「その道を紅く染めて」 (Sonomichi o akaku somete)
“Stain the Road Crimson”
Last week, I went on a great spiel about the development history of Utawarerumono and depth that lies beneath this anime adaptation. It’s important, I feel, for any viewers walking into Utawarerumono: Futari no Hakuoro to fully understand that there are three whole videogames behind this thing, that its developers care a great deal about the title, and that they, evidently, expect their audience to care at a similar level as well. As will become increasingly apparent, there is a lot of exposition and characterisation that has been done and will not be revisted and if you are not already properly invested then Utawarerumono is not going to pay any dividends to you. It’s too late now for any sort of business pitch and this anime knows it so, quite clearly, it’s not even going to bother.
On one level, this is because Utawarerumono is a story that builds on itself. It has a large cast of characters, fighting a geopolitical conflict that has brewed for decades, carrying a will passed down multiple generations, in a continent of multiple cultures that all nonetheless share a single mythology derived from an all-encompasing world mystery. As stories goes, it’s just simply filled with stuff, the kind that is best absorbed over multiple iterations of the IP. And it’s the way of long stories that some concepts become axiomatic – we accept their truth as much out of familarity as anything else and if we didn’t accept them then the story get stuck. It’s like calculus – if we haven’t already taken Algebra 101 it’s going to mean nothing.
On another level, it’s also because Utawarerumono is about war, and it’s hard to discuss war in a critical way without digging into details. Sure, it can portray the mechanics of war or the machinary of war, but Utawarerumono really wants us to feel bad about it. It wants to be more than a glorified news report about war; it wants us to feel for lands razes, the lives upended, the sons killed. Even the fire and death, though objectively horrific and was on some level horrific to watch, has difficulty reaching us on a personal level. I’ll be honest with you, at some point the body count of nameless mooks are . Clone armies clashing just doesn’t really hit home. What Utawarerumono really wants to do is portray grief, and we can’t really feel that grief unless we are in tune with these characters and what they have lost.
This means, though, that everything that doesn’t play into these themes should well be cut, and by that I mean the dinosaur fight. This was, plainly, a legacy of from the videogame. While in the game it served as a worthy gameplay climax, it doesn’t have much purpose as a narrative climax beyond serving as a convenenient karmic end to some third-tier villains. In anime form, it was more or less just a monster-of-the-week on which our cast could take turns unleashing whatever their special attacks are supposed to be (also better in videogame form, by the way). I don’t think we really need an anime in 2022 to be so very 90s.

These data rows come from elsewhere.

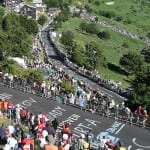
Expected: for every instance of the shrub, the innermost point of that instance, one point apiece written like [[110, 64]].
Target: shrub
[[103, 35]]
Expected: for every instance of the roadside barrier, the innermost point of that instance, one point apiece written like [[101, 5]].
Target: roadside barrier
[[116, 113]]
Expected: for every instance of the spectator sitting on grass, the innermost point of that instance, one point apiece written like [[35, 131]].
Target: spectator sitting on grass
[[3, 134]]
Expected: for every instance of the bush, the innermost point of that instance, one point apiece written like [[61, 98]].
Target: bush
[[125, 45], [42, 19], [103, 35]]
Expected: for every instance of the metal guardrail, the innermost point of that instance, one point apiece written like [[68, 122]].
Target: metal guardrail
[[60, 97]]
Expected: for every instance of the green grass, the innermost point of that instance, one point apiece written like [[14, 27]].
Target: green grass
[[25, 129], [137, 11], [112, 48]]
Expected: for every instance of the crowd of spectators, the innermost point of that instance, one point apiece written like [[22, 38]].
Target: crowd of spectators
[[28, 131]]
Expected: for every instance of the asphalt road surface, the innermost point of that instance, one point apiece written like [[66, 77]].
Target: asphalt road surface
[[135, 138]]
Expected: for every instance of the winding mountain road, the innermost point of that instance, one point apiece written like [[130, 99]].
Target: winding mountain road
[[56, 60]]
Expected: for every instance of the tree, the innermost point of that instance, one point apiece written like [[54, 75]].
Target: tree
[[141, 88], [146, 52], [67, 38], [30, 25], [78, 53], [94, 55], [103, 35], [51, 3], [132, 62], [83, 26], [1, 16], [92, 28], [42, 19], [148, 34]]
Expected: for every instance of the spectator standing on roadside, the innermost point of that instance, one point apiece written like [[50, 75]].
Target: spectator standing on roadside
[[139, 113], [55, 124], [18, 117], [145, 117], [102, 143]]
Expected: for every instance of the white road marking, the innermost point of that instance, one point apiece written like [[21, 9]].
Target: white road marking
[[141, 146], [120, 129]]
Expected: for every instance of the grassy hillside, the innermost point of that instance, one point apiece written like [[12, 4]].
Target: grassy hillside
[[113, 48], [133, 14]]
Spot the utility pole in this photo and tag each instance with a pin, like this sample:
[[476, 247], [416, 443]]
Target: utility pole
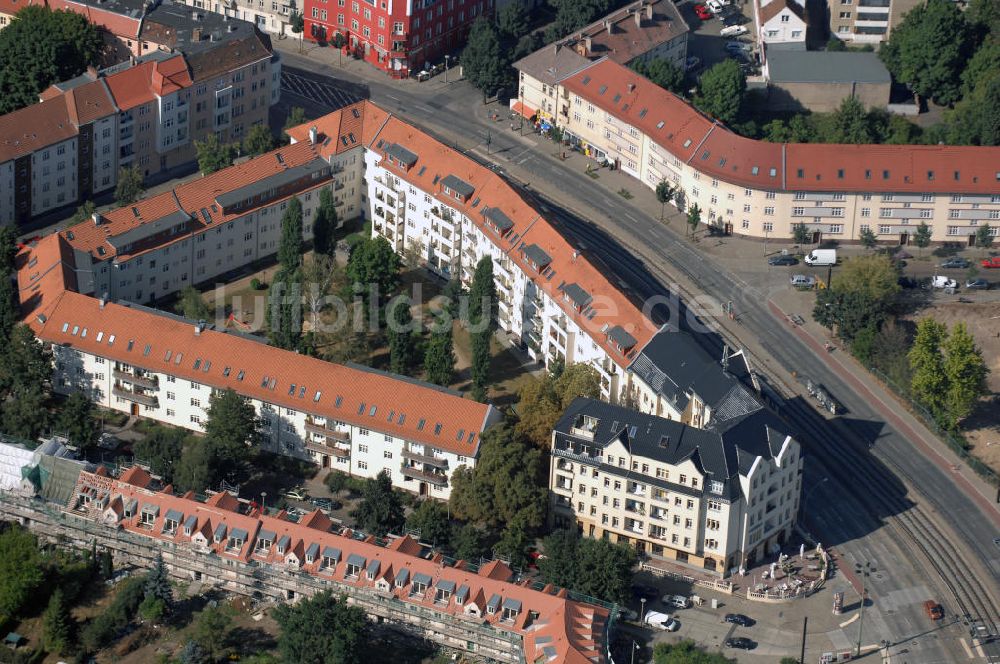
[[865, 570]]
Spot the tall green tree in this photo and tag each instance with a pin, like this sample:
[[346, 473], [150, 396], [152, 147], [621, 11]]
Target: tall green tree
[[439, 358], [483, 63], [325, 224], [928, 50], [720, 91], [57, 625], [402, 345], [929, 383], [290, 244], [214, 155], [965, 371], [77, 420], [130, 185], [380, 510], [41, 47], [322, 630]]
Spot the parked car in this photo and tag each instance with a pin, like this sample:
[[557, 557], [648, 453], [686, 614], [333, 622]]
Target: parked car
[[783, 260], [933, 610], [678, 601]]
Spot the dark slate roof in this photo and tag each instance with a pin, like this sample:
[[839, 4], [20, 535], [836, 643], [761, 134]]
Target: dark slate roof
[[621, 337], [401, 154], [273, 182], [498, 219], [578, 295], [537, 255], [458, 185], [673, 364]]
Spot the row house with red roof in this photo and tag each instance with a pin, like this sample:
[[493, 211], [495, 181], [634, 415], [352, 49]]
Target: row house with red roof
[[485, 610], [760, 189], [399, 37]]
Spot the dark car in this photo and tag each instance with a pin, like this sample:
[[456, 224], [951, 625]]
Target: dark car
[[740, 643], [640, 590]]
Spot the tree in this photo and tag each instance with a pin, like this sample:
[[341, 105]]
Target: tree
[[21, 572], [41, 47], [401, 332], [76, 420], [922, 236], [439, 358], [322, 630], [213, 155], [372, 261], [325, 224], [161, 449], [665, 193], [661, 71], [57, 625], [290, 244], [211, 631], [192, 305], [431, 519], [258, 140], [984, 236], [513, 21], [801, 234], [966, 373], [483, 64], [130, 185], [929, 383], [868, 238], [380, 510], [507, 481], [541, 401], [720, 91], [928, 50]]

Instead, we could have spent more time on Maroro, who in this episode serves as the real foil to Oshtor (as I will be calling the character Haku plays). Here is where all that prior characterisation comes into play. Maroro is spoken of as a learned tactician in his own right but we never see him being all that effective at all. The growing implication is that this is because he has neither the appetite nor constitution for war, where his compassion and timidity are at best luxuries and at worst liabilities. By playing Oshtor’s foil, we see that Oshtor is not really wrong; his victory speaks for itself. But Mamoro isn’t really wrong either; Haku doesn’t have the time to mourn his dead friend or hesitate about methods right now, but beneath the mask he actually does very much care. And perhaps more importantly, as an audience, we are supposed to care that he cares, and perhaps mourn for that humanity that is the first casualty of war.

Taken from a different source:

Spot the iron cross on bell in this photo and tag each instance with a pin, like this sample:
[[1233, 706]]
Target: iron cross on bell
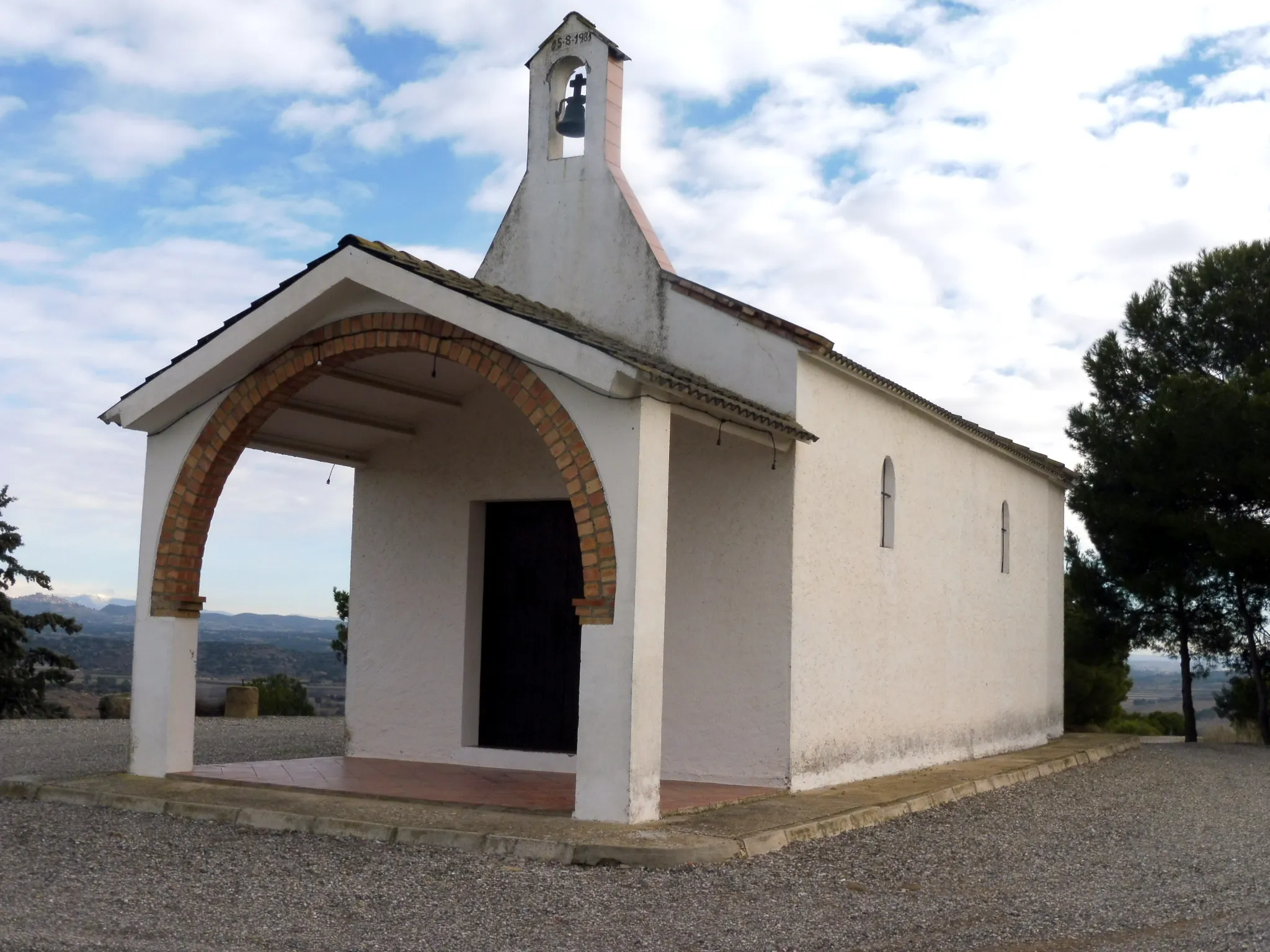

I could definitely feel myself tearing when Maroro accused Oshtor of being cruel. You could feel how deeply he held Oshtor in high esteem and feels a profound sense of grief as well as betrayal when Oshtor essentially resorted to war crimes in order to secure a resounding victory. He is mourning the death of the respected general he once knew, who he believed to be a better person, as well as the death of Haku – who he believes has passed away.
Haku really wants to speak up, and explain the situation. But in order to keep the promise to Oshtor, and protect his one last living relative in Anju, he is bound by his sense of honour and duty to keep the secret.